A stroll through the wine section of your local supermarket or wine retailer will show shelves with almost equal space given to new and old world wines, to Italian and French, Chilean and South African. This is unrecognisable from 20 years ago, when the French dominated fine wine drinking in the UK and top of the wine regions was Burgundy, with legendary names like Latour and Chablis. So, for wine-buyers, why bother with Burgundy these days? The wine is generally more expensive than the rest and there is always a niggling worry that the region has been left behind by wine producers who change their styles to entertain and delight the palette. A perfect opportunity arose to answer that question in the annual trade tasting for the Burgundy region, held at Lords Cricket Ground. What do the makers have to offer a buying public spoiled by head-spinning choice?
Among the many wines presented at Terroirs et Signatures do Bourgogne were two from Domaine Berthelemot: the Domaine Berthelemot Monthelie 2007 and the Domaine Berthelemot Beaune 1er Cru – Clos des Mouches. I’m including my notes on these remarkable wines here. I can not, of course, encourage you to go out and buy them but, if you were to do so, I believe you would not be disappointed.
Domaine Berthelemot Monthelie 2007
Back in the early 90s Robert Parker flagged the tiny AOC of Monthelie near Beaune as being a potential source of excellent Burgundy at budget prices, and Brigitte Berthelemot has set out to demonstrate the accuracy of his forecast.
The 2007 Monthelie has a little way to mature before it shows its full potential, which is impressive because it is delicious and exciting already. The tannins are softening to yield up the mulberry and quince fruit within, so that even before you take a sip you’re thinking of Christmas cake. The aroma holds dark, sticky, fruity tones with a hint of the grown-up bitterness absent from normal fruitcake, but tempered by a hint of marzipan icing.
In the mouth, all that remains of that sugar coating is a hint of almonds. The tannins, still very much in evidence and drying out the palate, are subtle, gentle and lack the sharp edge that often characterizes an immature pinot noir. The flavour opens out on the tongue to offer something that walks the fine line between complexity and austerity that the French call ‘correct’.
This is a wine for opening from later on this year, and over the next two or three years – it has already shed much of its original cherry colour and is beginning to look like the fine wine it is, with a more formal russet.

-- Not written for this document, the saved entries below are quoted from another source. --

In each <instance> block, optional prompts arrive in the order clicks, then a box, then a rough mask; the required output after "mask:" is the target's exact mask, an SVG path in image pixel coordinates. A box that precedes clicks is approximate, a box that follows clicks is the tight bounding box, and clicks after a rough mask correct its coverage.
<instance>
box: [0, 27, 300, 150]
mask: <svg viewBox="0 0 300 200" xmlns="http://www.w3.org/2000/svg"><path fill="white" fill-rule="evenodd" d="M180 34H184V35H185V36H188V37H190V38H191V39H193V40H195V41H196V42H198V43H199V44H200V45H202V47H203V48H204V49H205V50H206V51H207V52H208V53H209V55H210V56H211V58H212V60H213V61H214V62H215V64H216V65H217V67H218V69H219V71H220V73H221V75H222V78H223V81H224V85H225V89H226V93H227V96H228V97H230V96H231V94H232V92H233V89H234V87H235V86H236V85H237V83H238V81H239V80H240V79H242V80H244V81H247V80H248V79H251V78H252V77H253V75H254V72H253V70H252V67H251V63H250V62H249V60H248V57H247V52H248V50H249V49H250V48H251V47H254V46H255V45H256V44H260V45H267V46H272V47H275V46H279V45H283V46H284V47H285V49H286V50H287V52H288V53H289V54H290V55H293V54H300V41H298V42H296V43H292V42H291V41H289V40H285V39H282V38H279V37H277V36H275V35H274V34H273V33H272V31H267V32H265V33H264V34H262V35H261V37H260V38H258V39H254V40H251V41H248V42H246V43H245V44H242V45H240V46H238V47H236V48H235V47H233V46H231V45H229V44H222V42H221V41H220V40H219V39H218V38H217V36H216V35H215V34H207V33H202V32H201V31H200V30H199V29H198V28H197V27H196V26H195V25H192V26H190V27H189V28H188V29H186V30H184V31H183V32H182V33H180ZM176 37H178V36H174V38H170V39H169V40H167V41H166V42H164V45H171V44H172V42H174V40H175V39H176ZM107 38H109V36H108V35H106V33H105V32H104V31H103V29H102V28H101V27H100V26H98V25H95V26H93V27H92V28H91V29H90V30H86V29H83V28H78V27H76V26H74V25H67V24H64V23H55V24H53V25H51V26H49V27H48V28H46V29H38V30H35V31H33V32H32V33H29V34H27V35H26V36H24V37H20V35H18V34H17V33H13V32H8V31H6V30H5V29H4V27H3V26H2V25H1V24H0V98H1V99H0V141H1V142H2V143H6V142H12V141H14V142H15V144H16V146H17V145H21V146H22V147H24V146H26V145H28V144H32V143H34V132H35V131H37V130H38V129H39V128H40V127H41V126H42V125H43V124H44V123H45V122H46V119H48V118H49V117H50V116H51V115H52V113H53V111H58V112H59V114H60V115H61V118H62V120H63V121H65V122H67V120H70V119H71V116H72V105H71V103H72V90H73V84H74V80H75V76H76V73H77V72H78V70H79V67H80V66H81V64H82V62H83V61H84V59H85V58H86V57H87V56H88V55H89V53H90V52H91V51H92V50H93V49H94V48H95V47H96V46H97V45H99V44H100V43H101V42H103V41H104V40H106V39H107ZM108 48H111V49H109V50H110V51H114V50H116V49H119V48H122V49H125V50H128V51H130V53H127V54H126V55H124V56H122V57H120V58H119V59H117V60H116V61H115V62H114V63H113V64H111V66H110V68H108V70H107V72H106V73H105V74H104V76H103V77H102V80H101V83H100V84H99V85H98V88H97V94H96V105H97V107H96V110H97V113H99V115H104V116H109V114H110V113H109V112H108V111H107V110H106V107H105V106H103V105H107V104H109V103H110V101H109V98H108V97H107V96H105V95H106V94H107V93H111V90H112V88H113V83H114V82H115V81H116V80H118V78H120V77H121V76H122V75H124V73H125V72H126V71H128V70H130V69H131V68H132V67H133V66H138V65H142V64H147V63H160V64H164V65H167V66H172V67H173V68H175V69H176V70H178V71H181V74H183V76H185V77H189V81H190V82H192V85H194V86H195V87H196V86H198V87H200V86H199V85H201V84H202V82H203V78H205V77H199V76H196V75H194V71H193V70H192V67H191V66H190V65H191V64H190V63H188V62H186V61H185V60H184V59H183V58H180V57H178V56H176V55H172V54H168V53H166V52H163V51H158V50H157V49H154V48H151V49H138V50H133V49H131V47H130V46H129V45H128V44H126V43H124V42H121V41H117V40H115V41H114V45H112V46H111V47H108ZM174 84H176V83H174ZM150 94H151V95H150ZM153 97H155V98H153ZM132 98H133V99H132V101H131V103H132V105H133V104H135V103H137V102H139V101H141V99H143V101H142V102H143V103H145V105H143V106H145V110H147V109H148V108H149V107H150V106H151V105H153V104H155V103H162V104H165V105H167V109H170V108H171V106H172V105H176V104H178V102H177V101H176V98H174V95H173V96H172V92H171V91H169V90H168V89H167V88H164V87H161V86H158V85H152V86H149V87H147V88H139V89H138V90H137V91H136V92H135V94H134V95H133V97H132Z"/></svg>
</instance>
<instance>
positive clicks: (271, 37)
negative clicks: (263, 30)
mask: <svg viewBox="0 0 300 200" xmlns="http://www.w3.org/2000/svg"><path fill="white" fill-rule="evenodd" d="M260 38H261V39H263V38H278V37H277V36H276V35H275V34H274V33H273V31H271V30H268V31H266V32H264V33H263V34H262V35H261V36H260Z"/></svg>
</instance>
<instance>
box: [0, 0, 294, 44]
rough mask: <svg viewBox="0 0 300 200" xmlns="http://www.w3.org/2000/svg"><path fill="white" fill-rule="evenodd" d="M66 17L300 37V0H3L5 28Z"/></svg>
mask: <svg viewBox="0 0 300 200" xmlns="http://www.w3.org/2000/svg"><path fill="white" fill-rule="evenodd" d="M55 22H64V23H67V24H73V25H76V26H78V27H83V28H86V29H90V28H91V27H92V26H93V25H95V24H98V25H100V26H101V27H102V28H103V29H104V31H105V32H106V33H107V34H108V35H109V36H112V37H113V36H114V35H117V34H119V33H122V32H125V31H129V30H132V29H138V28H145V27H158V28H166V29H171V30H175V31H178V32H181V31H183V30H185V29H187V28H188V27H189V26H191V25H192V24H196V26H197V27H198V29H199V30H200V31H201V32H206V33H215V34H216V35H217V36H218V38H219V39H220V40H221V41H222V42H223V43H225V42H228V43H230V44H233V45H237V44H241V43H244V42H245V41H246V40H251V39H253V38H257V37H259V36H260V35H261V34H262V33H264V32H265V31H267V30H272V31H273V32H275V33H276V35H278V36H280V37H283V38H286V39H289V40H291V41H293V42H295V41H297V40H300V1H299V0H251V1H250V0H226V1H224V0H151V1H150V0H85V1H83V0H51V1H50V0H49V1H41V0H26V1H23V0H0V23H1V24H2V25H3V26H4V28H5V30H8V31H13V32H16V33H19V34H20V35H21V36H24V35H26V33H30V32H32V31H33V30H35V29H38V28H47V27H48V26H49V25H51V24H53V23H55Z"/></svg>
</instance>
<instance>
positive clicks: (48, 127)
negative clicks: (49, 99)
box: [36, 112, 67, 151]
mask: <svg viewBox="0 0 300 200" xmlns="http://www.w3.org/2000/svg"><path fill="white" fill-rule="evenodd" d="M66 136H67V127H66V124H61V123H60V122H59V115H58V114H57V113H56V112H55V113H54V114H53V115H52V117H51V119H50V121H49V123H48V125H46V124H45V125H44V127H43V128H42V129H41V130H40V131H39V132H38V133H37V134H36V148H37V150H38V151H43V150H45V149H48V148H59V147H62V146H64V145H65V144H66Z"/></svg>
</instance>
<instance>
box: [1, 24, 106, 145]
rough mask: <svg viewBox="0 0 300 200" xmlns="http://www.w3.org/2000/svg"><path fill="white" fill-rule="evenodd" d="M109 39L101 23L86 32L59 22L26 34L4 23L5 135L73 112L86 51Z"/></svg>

Domaine Berthelemot Beaune 1er Cru – Clos des Mouches
The Clos des Mouches (The Enclosure of the Flies) is – slightly dodgy sounding name in translation notwithstanding – one of the most highly prized climats in the Beaune AOC, with examples fetching scary prices. Domaine Berthelemot acquired a share in, what is a very small plot of land on the southern edge of the AOC (next to the Pommard district), relatively recently when acclaimed veteran winemaker Yves Darviot retired. Brigitte Berthelemot began producing this and other Burgundies in her brand-new winery in nearby Meursault. This is the result.
Still a little young, this Clos des Mouches is subtle and well balanced with berry fruits and only a touch of the iron-rich pinot noir ‘bloodieness’. Drinking young Burgundy – even very good young Burgundy (and this is very good) – can be hard work; a week’s professional tasting on the Cote d’Or can leave you feeling distinctly tired of the taste. Not so here, this is a sophisticated and delicious wine with a great future ahead of it.
The compact and economic character of this wine sets it above more entry level Burgundies even to the untutored palate. Gentle on the tongue, it nevertheless has a punch and challenge to it worthy of the price tag.